Ficou dito que o Dr. Fernando Vale insistiu pessoalmente, com premência, para que o primeiro-ministro Mário Soares viesse rapidamente a Coimbra falar com ele, ao que este acedeu, mesmo sem saber a razão. Ao chegar, foi por ele levado de imediato ao velho edifício do HUC, onde foi confrontado com as péssimas condições existentes, e instado para que fosse encontrada uma solução com urgência, a bem dos doentes e dos profissionais. Como é contado, essa insistência do médico amigo e correligionário, tão respeitado em todos os quadrantes políticos nacionais, não caiu em cesto roto. E, logo no caminho de regresso a Lisboa, Mário Soares pensou no modo de desviar o dinheiro necessário doutro fim a que estava destinado.
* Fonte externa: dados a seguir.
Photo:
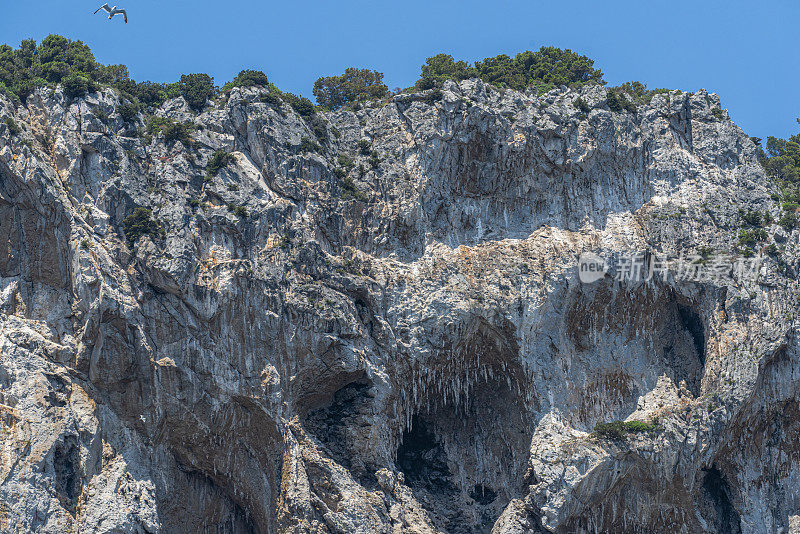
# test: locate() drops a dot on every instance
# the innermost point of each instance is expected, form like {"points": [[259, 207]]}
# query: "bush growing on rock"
{"points": [[218, 161], [355, 85], [172, 130], [13, 128], [76, 85], [128, 110], [247, 78], [141, 223], [618, 102], [303, 106], [197, 89], [544, 69]]}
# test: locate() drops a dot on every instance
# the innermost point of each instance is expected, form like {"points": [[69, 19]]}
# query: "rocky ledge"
{"points": [[373, 321]]}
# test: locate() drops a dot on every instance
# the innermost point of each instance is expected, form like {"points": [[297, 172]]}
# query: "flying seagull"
{"points": [[113, 11]]}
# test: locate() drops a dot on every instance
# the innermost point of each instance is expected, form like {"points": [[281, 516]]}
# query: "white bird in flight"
{"points": [[113, 11]]}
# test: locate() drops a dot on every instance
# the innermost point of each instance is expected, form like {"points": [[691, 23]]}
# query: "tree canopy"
{"points": [[355, 85], [247, 78], [781, 160], [59, 60], [547, 67], [197, 89]]}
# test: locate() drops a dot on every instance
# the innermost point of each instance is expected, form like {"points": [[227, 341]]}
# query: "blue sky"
{"points": [[747, 52]]}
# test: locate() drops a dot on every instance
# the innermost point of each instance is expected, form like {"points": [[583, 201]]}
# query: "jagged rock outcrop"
{"points": [[393, 341]]}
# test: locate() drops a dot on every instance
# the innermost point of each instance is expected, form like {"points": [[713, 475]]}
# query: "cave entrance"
{"points": [[464, 463]]}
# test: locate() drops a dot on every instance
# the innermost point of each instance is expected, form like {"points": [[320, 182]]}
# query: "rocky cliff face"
{"points": [[400, 344]]}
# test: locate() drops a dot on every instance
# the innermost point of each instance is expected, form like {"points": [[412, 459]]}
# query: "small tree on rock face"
{"points": [[248, 78], [197, 89], [443, 67], [355, 85]]}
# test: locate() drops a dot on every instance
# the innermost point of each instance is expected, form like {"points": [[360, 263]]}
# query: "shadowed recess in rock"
{"points": [[722, 514]]}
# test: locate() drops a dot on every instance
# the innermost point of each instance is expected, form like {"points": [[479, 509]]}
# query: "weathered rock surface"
{"points": [[402, 346]]}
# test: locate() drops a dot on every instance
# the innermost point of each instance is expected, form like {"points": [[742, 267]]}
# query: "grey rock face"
{"points": [[386, 333]]}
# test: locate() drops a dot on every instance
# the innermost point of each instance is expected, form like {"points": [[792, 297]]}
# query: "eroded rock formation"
{"points": [[400, 344]]}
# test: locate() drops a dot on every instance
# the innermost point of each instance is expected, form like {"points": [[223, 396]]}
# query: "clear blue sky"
{"points": [[747, 52]]}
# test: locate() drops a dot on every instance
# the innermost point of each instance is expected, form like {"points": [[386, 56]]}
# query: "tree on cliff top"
{"points": [[546, 68], [355, 85]]}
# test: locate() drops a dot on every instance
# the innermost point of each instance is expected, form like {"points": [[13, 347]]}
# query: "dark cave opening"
{"points": [[691, 321], [422, 459], [66, 464], [337, 425], [483, 495], [717, 490]]}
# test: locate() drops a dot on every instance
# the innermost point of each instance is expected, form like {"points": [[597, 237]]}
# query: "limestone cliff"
{"points": [[372, 321]]}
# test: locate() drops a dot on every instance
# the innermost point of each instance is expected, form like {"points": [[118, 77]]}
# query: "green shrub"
{"points": [[13, 128], [219, 160], [301, 105], [545, 68], [432, 97], [753, 218], [248, 78], [307, 145], [789, 221], [349, 190], [374, 160], [129, 111], [140, 223], [750, 238], [238, 210], [355, 85], [638, 91], [172, 130], [270, 99], [618, 102], [581, 105], [197, 89], [318, 127], [346, 161]]}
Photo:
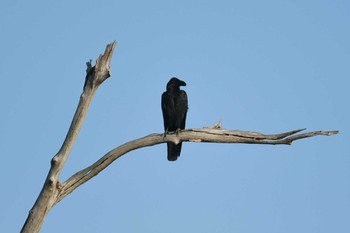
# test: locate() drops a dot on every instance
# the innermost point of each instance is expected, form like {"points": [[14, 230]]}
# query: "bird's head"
{"points": [[175, 83]]}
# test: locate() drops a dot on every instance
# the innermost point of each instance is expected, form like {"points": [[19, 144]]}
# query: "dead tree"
{"points": [[53, 190]]}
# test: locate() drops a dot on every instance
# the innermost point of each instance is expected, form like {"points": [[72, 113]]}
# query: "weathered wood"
{"points": [[51, 188], [188, 135], [53, 191]]}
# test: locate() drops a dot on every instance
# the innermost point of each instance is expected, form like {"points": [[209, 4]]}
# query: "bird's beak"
{"points": [[182, 83]]}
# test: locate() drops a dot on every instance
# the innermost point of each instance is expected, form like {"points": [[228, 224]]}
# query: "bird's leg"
{"points": [[177, 132], [165, 133]]}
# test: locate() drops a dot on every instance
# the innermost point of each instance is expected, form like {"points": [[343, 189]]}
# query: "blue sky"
{"points": [[267, 66]]}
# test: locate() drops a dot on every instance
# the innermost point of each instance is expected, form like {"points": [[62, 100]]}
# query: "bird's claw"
{"points": [[177, 132], [165, 133]]}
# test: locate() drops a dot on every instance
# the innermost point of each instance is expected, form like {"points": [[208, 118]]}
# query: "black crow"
{"points": [[174, 107]]}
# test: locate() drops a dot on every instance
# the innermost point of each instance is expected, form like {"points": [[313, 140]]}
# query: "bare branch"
{"points": [[212, 135], [48, 195]]}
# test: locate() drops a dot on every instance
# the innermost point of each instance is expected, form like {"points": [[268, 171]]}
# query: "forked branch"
{"points": [[54, 191], [212, 135]]}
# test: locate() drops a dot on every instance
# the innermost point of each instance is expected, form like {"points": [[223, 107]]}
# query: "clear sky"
{"points": [[266, 66]]}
Terá faltado referir que esse pedido premente do Dr. Fernando Vale provavelmente tenha resultado duma sua visita ao Hospital dos Covões, onde um filho seu trabalhava como cirurgião – e de muita qualidade -, e assim tenha podido fazer um paralelo entre os dois Hospitais. O Hospital dos Covões tinha das melhores condições possíveis à época como hospital, e nesse campo a sua comparação com o HUC era verdadeiramente penosa para este último! Uma diferença abissal, que chocava, ainda mais quem tivesse animosidade contra aquela instituição por ter sido obra do Prof. Bissaya Barreto, confundindo o homem com a sua obra. Porque muitos havia que odiavam Bissaya Barreto, por várias razões e também, ao que parece, por ter sido ele a fazer Coimbra dar um salto de relevo em matéria de Saúde, e não eles…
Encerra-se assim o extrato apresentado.